Report Title
A Neural Network-Based Scale-Adaptive Cloud-Fraction Parameterization Scheme
Report Time
July 20, 2023 (Thursday) 9:00-11:30 a.m
Report Content
The report mainly introduces a novel neural network-based scale-adaptive cloud-fraction parameterization scheme. Contrasted with traditional cloud-fraction parameterization schemes, the novel scheme presents three distinct advantages: 1) By employing neural networks, it sidesteps unwarranted assumptions regarding the functional structure of parameterization scheme functions; 2) Constructed using CloudSat data, it effectively reduces errors stemming from foundational data; 3) It accommodates the influence of model horizontal and vertical resolutions, making it adaptable across different resolutions and variable-resolution models. According to the findings, this scheme can more accurately depict sub-grid cloud-fraction variations with cloud water content and relative humidity.

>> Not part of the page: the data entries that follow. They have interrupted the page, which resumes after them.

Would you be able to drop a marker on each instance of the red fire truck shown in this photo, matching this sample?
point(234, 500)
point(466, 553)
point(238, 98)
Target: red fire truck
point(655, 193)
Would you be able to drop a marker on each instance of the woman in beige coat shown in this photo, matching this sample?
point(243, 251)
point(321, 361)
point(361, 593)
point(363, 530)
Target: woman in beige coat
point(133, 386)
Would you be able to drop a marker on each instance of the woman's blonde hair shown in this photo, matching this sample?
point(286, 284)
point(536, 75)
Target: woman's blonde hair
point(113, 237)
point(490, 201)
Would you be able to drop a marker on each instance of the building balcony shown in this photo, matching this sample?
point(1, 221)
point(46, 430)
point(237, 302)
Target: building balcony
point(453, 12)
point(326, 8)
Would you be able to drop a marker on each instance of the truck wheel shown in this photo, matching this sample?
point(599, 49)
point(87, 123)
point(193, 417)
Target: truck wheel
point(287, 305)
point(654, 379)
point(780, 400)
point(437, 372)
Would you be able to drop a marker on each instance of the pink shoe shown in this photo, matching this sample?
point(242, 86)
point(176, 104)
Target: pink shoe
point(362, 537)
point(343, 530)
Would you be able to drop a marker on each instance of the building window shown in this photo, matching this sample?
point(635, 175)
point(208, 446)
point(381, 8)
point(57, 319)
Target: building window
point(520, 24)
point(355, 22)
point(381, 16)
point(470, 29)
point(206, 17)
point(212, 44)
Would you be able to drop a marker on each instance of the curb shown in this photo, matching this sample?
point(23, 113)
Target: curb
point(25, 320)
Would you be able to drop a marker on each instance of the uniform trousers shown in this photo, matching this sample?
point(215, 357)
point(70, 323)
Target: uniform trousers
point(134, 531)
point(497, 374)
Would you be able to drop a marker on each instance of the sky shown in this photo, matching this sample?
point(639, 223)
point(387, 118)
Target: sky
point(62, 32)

This leads to a marked enhancement in the simulation of cloud-fraction vertical structure. There is substantial promise for enhancing the simulation performance of cloud radiation effects within global climate models.
Guest Information
Chen Guoxing is a professor at Fudan University who obtained his Bachelor's and Ph.D. degrees from Peking University in 2008 and 2013 respectively. From 2013 to 2020, he studied and worked at the State University of New York at Albany. Since September 2020, he has been teaching in the Department of Atmospheric and Oceanic Sciences at Fudan University. He has long been engaged in research on aerosol-cloud-climate interaction and regional climate change based on numerical models and deep learning, with his research accomplishments possessing profound scientific foresight and application value.